Global Meltdown: Replica of Great Depression?

Most of the economists are concerned that the current global crisis might turn into something grave like the great depression of 1929 or even worse. In order to avoid that, the central banks round the world are taking steps to create more liquidity in their respective economies without realizing that this may aggravate the problem. Before making a new economic policy, it is important to see the past implications of that policy.

It was an artificial economic boom that was responsible for the great depression of 1929. For the entire decade before that, most of the companies throughout the world saw unprecedented rise in their profits. The economic growth came to a halt after the giant companies started facing losses due to lack of demand. It was the biggest recession in the history which lasted for a decade ruining world’s biggest economies of US and Europe. It all started when the US economy was becoming increasingly unstable due to widening disparity of income between the rich and the poor class which resulted in an oversupply of goods as people did not have income to buy those goods.
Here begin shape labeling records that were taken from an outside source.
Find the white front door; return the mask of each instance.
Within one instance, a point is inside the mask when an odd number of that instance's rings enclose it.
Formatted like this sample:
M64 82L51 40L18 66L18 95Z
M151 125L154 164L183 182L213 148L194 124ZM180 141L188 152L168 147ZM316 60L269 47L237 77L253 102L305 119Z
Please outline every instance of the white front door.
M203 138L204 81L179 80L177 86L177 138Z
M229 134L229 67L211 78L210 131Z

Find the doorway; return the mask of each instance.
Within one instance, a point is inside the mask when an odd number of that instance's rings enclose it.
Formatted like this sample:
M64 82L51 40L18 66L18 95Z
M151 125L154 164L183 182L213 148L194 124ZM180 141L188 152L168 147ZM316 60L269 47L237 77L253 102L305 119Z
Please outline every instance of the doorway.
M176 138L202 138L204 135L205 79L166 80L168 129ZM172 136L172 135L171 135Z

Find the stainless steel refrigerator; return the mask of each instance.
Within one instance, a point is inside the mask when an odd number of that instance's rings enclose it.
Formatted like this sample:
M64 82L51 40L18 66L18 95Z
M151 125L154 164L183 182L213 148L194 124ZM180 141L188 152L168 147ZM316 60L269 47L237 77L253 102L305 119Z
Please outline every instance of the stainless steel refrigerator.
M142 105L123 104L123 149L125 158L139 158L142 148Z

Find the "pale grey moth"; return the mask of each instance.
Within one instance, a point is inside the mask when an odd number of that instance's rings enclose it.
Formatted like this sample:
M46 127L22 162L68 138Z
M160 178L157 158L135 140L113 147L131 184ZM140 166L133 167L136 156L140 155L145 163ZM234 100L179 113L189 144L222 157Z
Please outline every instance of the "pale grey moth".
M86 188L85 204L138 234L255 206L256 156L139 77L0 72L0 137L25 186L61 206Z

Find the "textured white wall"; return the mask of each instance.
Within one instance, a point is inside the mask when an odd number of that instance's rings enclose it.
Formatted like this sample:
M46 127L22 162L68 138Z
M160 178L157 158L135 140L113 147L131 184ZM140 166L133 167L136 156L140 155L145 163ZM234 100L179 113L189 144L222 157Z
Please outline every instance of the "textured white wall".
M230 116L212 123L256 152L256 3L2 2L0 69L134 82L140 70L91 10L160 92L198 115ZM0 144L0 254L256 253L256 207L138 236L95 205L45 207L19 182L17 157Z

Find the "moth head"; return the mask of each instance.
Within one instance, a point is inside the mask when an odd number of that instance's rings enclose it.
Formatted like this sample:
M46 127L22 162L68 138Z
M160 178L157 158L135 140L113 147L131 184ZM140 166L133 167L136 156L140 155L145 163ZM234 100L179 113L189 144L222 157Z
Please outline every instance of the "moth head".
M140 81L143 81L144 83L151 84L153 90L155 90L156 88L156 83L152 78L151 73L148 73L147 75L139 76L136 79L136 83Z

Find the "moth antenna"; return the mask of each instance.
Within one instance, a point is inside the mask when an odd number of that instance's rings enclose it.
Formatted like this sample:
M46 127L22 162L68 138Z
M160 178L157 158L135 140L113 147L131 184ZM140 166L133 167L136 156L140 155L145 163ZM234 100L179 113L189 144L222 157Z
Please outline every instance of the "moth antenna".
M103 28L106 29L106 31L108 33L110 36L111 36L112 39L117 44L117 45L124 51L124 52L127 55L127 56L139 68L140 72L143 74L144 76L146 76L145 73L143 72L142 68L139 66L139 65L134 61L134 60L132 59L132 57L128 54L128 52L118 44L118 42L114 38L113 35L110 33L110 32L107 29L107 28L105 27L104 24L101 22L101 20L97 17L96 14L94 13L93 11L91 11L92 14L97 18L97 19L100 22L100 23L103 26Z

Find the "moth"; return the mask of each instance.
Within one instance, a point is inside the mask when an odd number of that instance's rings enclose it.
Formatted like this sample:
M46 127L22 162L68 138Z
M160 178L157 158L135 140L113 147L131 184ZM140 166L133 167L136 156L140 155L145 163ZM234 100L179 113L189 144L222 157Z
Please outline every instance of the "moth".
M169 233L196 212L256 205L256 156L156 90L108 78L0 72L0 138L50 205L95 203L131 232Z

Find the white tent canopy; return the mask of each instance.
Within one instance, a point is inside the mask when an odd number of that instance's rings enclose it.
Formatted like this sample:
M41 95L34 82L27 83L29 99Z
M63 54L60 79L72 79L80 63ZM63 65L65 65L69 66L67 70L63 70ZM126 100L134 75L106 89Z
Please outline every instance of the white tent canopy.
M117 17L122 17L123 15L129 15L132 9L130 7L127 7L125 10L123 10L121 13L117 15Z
Easy availability of credit and more investment were thought of to be the immediate solutions by the fed (the central bank of United States). Cash reserve ratio, statutory liquidity ratio and repo rates were all brought down in order to induce liquidity in the economy. This way artificial demand was created. However, most of the people were unable to repay the debts. The demand for the goods declined as most of the income of the people went to repay debts. Consequently, the investors’ confidence declined which reduced the production of luxury goods as well. The effect poured on to other nations as well. The world economy was trapped in an unusual vicious circle.

Something like this happened again in the 1990s when most of the banks got into home loans and mortgages. As the real estate prices were rising, this became an easy way for lenders to create money. The optimism led the banks to take up risky loans as well. The banks and investment companies got into the business of trading risk. Yet again, the same crisis of confidence approached when people found it increasingly difficult to repay the long-term debts. Some of the world’s largest banks like Lehman Brothers found themselves bankrupt. It did not take long to percolate the effect onto other companies as well. The giant companies like Sony, Motorola, DLF, AIG, Indian Inc, TCS, General Motors, etc have suffered heavy losses; millions have lost their jobs and the solutions to bring the declining growth rates back on the track are no where in the sight.

No one can deny that it is the lack of efficient financial regulations that is responsible for the present crisis. But criticizing past is not suffice to solve present problems. There is an urgent need of deploying efficient monetary and fiscal policies. Though, to increase the net investment, it is important that interest rates are kept at low levels but a major fiscal stimulus is needed for the world economy to flourish again. The Keynesian theory of government intervention was adopted to take the world economy out of the great depression. Government expenditure was increased substantially in order to induce spending in the economy. Multipliers worked well and the income and outputs rose by 1933. One major factor which helped the US key industries flourish again was rise in demand due to the onset of World War II. No one surely wants world war III to end recession! However, fiscal stimulus is the need of the hour. That is, the level of government expenditure should be raised and the taxes reduced. Further, the taxes should not be raised substantially in near future so that the optimism prevails and aggregate demand does not fall back again. The international banks (like World Bank, IMF) can also deploy efficient policies to induce liquidity in the global economy.

The importance of two most significant sectors- infrastructure and agriculture- is often understated. It is the growth in these two sectors which brings about rise in demand for all other industries (by increasing wages for a large number of people) and thus, higher overall economic growth. But not much attention is paid to these key sectors while policy formation. The rise in food production in US also played a major role in taking the economy out of recession. The governments should not ignore the agricultural sector completely. It is the high time that the governments invest in infrastructure wherever necessary.

In order to avoid the situation becoming more precarious like the Great Depression, more ‘aggressive’ policies are needed immediately.